Lettres de Fadette/Quatrième série/48

Imprimé au « Devoir » (Quatrième sériep. 135-138).

XLVIII

La petite sourde-muette


Vous pensez peut-être que, dans tout le pays, il n’y a pas une seule jeune fille qui file au rouet ?

Il y en a une au moins… et je l’ai vue ; et il y en aura d’autres bientôt, car, je vous connais, ô chercheuses de fantaisies nouvelles. Vous désirerez maintenant un rouet qui chante pendant que votre petit pied pédale et que la laine blanche court entre vos doigts fins.

Ma fileuse n’habite ni une grande ni une petite ville. En pénétrant dans la vieille maison où les chemins de neige me conduisirent par tant de détours, j’ai pensé que je rêvais une des belles histoires qui enchantèrent mon enfance.

Une domestique ridée, noire, aux yeux durs, propre comme un sou neuf, et vêtue comme si elle sortait d’un coffre fermé depuis soixante ans, m’ouvrit la porte, et je fus tout de suite en présence d’un vieillard droit, sec, très digne dans sa longue redingote noire et sous la calotte de velours que dépassaient ses cheveux blancs. Sa fille, la maîtresse de maison, arriva tout essoufflée, hospitalière, un peu cérémonieuse pour commencer, mais si parfaitement aimable pour l’amie de ses amis. Quand elle fut calme, sa figure me plut, la bonté y était imprimée, et dans ses yeux doux et rieurs passaient des ombres, comme le reflet d’une tristesse qui se tient derrière les sourires.

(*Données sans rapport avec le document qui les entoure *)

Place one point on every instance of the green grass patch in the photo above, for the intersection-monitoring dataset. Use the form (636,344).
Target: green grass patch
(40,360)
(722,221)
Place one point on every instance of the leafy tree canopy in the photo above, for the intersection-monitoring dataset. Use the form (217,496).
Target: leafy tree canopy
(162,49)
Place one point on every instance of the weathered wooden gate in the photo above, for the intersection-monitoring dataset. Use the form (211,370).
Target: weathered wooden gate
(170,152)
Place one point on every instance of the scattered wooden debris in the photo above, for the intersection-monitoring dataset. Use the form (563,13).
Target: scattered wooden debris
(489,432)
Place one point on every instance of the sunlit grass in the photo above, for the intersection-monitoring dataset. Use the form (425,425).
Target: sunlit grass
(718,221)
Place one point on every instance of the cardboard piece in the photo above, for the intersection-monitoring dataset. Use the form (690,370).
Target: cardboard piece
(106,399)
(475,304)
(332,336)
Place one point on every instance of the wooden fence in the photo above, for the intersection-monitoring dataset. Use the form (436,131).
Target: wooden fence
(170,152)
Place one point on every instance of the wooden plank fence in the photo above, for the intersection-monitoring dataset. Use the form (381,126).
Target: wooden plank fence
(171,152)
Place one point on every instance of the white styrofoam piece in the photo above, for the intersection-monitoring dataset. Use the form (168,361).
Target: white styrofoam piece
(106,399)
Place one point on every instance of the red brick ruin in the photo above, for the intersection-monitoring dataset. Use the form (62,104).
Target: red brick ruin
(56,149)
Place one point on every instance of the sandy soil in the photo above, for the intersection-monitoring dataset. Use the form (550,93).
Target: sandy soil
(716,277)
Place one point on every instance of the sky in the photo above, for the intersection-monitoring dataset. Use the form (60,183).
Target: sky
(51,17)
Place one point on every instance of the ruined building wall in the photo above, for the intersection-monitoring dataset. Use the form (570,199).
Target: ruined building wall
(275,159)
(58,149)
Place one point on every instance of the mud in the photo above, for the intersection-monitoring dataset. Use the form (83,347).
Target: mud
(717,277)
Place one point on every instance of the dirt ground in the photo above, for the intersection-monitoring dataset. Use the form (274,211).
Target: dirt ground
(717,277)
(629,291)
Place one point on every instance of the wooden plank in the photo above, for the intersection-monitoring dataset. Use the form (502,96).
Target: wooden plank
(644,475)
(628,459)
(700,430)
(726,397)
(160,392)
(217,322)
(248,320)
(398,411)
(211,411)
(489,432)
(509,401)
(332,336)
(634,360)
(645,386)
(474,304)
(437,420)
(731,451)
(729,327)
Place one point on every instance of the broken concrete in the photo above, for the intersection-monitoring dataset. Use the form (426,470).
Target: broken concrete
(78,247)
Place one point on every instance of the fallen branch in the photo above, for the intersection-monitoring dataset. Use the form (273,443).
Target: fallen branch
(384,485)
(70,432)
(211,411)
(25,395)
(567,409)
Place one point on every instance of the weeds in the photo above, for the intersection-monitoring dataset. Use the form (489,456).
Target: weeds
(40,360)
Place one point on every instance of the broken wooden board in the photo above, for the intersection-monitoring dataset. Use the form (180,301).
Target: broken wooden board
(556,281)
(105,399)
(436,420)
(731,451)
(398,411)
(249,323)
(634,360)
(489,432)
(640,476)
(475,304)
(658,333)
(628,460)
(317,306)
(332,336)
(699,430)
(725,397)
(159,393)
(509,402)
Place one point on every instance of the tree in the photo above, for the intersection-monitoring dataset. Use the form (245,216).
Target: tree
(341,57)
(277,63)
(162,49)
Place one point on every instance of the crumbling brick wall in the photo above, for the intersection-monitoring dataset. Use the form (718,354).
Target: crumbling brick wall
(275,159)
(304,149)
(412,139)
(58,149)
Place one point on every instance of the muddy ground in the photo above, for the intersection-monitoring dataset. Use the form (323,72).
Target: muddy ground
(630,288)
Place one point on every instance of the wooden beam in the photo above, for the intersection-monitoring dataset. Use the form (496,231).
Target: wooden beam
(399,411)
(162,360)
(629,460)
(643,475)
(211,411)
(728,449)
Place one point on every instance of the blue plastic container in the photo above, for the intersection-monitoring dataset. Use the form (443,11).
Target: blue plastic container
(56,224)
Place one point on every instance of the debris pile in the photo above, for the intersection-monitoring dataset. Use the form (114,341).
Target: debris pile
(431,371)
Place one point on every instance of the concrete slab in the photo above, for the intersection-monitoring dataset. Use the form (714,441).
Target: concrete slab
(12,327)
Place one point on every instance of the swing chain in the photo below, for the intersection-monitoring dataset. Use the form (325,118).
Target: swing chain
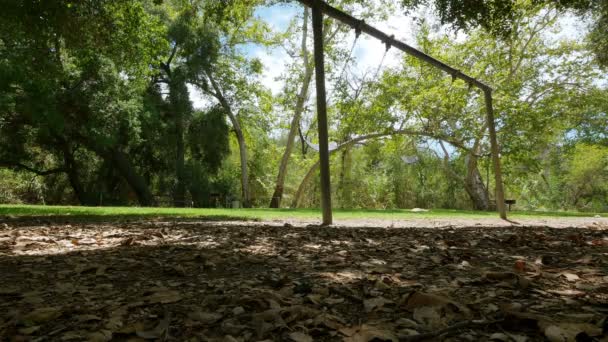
(359,27)
(388,43)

Les anciens meubles en acajou, trois larges fenêtres enfoncées dans des murs épais d’autrefois, le gros poêle qui pétillait en dessinant des lueurs roses, une glace dans un cadre doré mettant un paysage d’hiver au fond du salon, les bégonias et les géraniums en fleurs sur les allèges de fenêtres, donnaient à cette pièce un charme vieillot et magique. De plus en plus j’avais l’impression d’entrer dans une histoire dont j’étais l’un des personnages. Je me sentais bien loin de la vie ordinaire et j’attendais……

Après quelques minutes passées à nous connaître et à nous rattacher par nos amis communs, mon hôtesse m’amena près d’une des embrasures profondes. Une jeune fille, dont les yeux étranges se détachaient comme des étoiles dans le visage pâle, était là, assise devant un rouet dont le ronron m’avait intriguée depuis mon arrivée. — La mère posa sa main sur la tête blonde : « C’est ma fille, elle est sourde-muette. » L’enfant s’inclina légèrement sur un signe de sa mère, mais elle n’interrompit pas son travail, aussi attentive que si elle eût été seule.

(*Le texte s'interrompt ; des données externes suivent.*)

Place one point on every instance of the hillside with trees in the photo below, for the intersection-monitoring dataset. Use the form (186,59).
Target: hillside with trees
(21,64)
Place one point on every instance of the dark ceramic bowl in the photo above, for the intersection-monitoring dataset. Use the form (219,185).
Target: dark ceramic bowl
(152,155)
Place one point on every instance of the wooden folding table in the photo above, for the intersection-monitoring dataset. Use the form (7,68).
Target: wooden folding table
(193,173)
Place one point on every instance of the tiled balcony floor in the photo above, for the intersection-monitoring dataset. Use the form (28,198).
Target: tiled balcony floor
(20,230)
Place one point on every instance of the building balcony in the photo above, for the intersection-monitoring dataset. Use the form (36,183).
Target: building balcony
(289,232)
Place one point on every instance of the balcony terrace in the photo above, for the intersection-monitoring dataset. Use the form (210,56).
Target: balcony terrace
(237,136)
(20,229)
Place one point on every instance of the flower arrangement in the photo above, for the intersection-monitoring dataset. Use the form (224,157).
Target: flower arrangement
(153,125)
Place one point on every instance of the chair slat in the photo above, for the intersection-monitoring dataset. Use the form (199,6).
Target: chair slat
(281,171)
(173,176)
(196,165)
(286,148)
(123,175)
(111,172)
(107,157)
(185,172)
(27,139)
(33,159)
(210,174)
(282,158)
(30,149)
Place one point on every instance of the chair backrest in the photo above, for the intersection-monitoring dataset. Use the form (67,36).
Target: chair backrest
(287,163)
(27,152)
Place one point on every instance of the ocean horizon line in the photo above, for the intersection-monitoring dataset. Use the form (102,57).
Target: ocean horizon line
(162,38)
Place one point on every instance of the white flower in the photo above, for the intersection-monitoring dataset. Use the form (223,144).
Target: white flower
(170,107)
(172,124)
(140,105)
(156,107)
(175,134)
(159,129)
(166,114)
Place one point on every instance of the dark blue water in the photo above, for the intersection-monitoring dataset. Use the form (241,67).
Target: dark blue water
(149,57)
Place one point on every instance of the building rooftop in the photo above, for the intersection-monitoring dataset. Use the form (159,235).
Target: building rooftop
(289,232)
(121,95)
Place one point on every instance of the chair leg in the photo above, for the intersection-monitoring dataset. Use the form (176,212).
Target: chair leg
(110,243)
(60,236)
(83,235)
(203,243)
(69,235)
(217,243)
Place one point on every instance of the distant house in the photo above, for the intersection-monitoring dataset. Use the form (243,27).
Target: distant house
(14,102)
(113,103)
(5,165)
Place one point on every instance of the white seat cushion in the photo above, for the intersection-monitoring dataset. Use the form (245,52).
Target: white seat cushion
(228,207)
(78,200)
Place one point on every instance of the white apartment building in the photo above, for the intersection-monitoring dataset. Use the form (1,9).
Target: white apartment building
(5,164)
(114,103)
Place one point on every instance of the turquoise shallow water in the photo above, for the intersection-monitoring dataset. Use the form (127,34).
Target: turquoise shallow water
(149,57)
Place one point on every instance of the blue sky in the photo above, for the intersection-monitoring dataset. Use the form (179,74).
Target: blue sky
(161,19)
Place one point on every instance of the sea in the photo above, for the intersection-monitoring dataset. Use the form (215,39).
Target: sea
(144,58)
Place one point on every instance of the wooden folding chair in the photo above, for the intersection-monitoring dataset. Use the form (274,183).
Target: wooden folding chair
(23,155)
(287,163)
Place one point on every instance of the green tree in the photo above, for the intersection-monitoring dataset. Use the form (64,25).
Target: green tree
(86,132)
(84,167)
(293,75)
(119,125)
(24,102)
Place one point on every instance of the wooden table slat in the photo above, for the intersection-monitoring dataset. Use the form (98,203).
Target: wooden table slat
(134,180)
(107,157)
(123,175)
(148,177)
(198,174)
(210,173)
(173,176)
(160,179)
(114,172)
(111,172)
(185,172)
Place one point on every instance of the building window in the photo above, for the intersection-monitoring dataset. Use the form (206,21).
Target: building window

Surprise, émue, je ne sus que sourire avec un étrange serrement de cœur. Mon hôtesse me ramena près du feu, où le grand-père était assis, et elle me raconta bien simplement que son mari était mort avant qu’ils n’eussent découvert l’infirmité de la petite : avec amour et patience son père et elle se consacrèrent à son éducation et essayèrent de développer son intelligence, mais ils ne purent jamais se décider à se séparer d’elle pour la placer dans une institution spéciale. — Nous avons peut-être eu tort, nous n’avions pas le courage nécessaire.

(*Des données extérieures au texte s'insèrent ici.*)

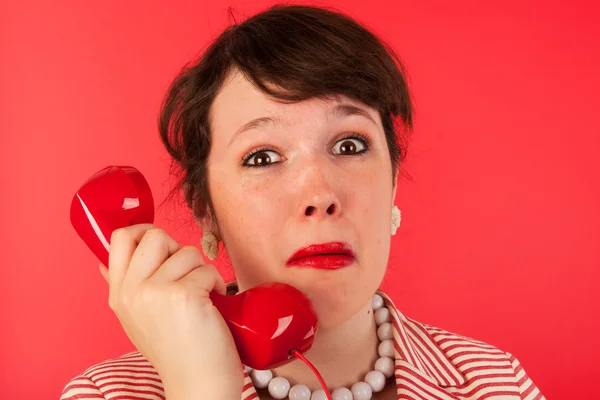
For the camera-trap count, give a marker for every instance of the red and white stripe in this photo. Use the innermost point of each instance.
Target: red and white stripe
(430, 364)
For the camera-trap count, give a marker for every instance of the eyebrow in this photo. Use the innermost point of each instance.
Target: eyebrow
(340, 110)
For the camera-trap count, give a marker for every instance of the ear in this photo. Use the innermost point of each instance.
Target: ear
(394, 188)
(203, 219)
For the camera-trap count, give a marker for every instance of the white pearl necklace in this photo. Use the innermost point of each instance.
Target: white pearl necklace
(374, 381)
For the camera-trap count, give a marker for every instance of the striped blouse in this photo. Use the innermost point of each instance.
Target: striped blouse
(430, 363)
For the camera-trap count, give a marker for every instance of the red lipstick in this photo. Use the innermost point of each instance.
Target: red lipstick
(333, 255)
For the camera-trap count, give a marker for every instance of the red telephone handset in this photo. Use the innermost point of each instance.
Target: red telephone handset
(267, 322)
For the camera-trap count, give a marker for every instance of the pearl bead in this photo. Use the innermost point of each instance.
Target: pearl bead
(386, 348)
(362, 391)
(385, 365)
(260, 378)
(384, 331)
(382, 315)
(377, 302)
(341, 394)
(299, 392)
(376, 380)
(279, 387)
(318, 394)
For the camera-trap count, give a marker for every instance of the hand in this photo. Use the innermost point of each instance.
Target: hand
(160, 294)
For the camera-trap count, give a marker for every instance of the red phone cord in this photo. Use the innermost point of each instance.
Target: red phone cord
(315, 371)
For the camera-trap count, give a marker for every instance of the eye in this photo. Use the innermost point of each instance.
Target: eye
(350, 146)
(261, 158)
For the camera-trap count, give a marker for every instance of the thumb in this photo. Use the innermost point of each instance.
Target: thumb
(103, 271)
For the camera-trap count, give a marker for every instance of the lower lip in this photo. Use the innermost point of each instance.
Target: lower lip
(330, 261)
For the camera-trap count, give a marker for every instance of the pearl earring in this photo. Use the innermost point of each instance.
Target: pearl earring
(396, 217)
(210, 245)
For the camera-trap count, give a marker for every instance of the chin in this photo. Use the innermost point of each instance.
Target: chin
(336, 300)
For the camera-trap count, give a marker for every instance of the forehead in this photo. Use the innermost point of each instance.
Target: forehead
(239, 101)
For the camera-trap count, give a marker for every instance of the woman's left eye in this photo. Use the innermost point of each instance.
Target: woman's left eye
(350, 146)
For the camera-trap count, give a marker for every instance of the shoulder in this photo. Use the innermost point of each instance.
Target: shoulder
(130, 376)
(451, 363)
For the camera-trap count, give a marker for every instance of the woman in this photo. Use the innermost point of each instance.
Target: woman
(289, 132)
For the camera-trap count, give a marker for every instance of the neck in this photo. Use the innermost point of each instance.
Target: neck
(342, 354)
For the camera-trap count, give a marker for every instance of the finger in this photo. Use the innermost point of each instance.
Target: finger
(123, 243)
(154, 248)
(103, 271)
(205, 278)
(179, 264)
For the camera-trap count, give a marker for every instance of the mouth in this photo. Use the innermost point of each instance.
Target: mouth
(332, 255)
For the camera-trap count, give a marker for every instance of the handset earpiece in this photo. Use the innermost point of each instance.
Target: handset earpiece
(268, 322)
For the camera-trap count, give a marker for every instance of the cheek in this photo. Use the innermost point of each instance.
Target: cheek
(252, 212)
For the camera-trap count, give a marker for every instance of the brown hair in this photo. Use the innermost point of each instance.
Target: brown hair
(292, 53)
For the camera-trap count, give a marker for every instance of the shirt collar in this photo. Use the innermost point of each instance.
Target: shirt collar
(417, 352)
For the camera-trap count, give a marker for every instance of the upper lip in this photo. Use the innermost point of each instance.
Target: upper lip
(322, 249)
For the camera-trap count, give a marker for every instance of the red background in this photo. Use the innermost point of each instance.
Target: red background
(499, 239)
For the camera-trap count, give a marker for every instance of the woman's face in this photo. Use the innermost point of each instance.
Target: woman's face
(308, 178)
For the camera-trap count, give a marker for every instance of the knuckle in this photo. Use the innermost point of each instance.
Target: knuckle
(117, 234)
(156, 232)
(192, 250)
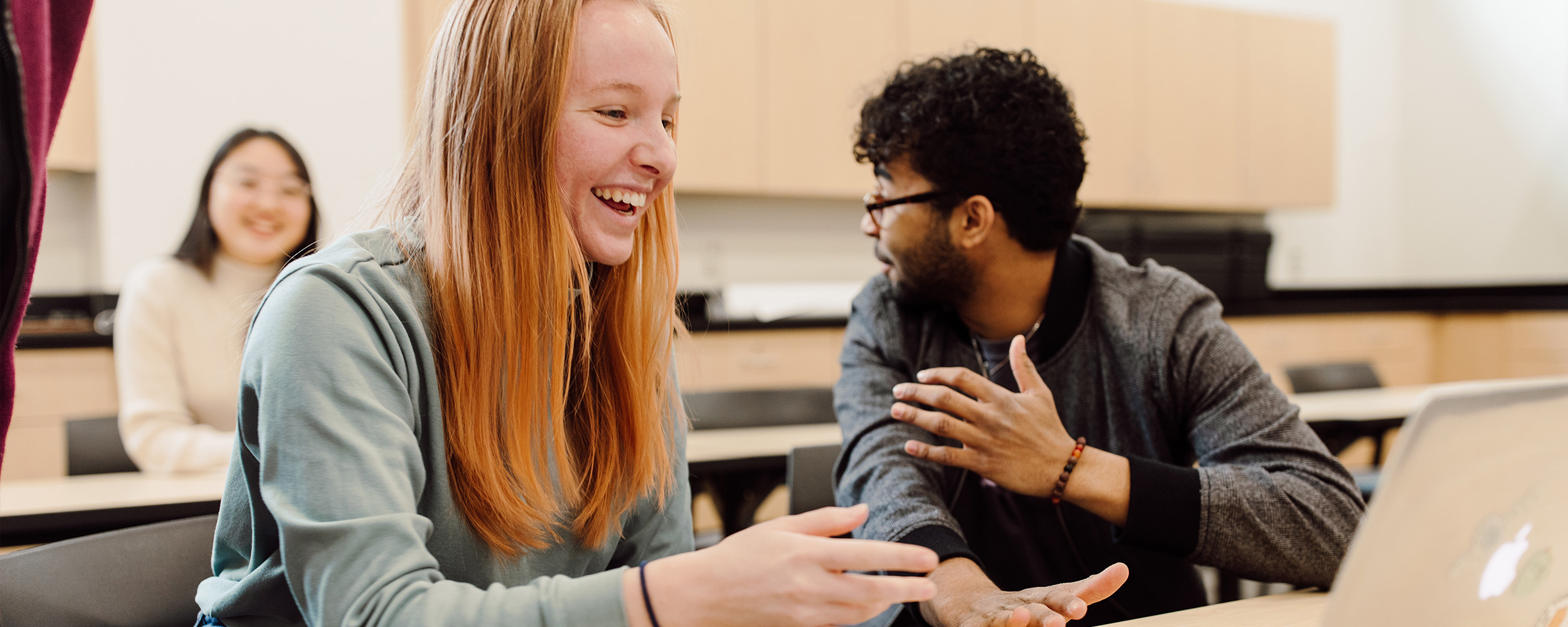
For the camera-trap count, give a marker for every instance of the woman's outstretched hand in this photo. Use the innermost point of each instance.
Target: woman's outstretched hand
(788, 571)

Pendant que nous causons, la jeune fille file… la laine en rouleaux moelleux devient fine et mince, et s’allonge égale, unie, comme la petite vie qui se déroule entre ces deux affections protégeantes et exclusives qui ont eu peur du sacrifice.

Elle a grandi comme une plante bien soignée, mais que se passe-t-il dans cet esprit fermé à toutes les influences extérieures ? À quoi pense-t-elle dans le silence éternel qui l’isole de tous ? Y a-t-il seulement des pensées qui vivent et s’agitent dans cette âme mystérieuse ?… ou bien, ses grands yeux clairs, qui suivent vaguement les nuages en marche, ne voient-ils que des formes, et ne réflètent-ils jamais ce qui passe dans son esprit ?

Du matin au soir, elle file ; quand la laine manque, elle est inquiète et malheureuse. Le bruit monotone du rouet actif couvret-il les soupirs d’une âme captive qui sent sa misère et voudrait s’élancer dans la vie dont vivent les autres ?

Nous ne savons rien d’elle, elle ignore tout de nous…

Le chien qui vient d’entrer va poser sa bonne grosse tête sur les genoux de l’enfant, elle laisse un moment le rouet, flatte le chien et le regarde en souriant… il agite la queue et la regarde aussi : ils se parlent, peut-être ?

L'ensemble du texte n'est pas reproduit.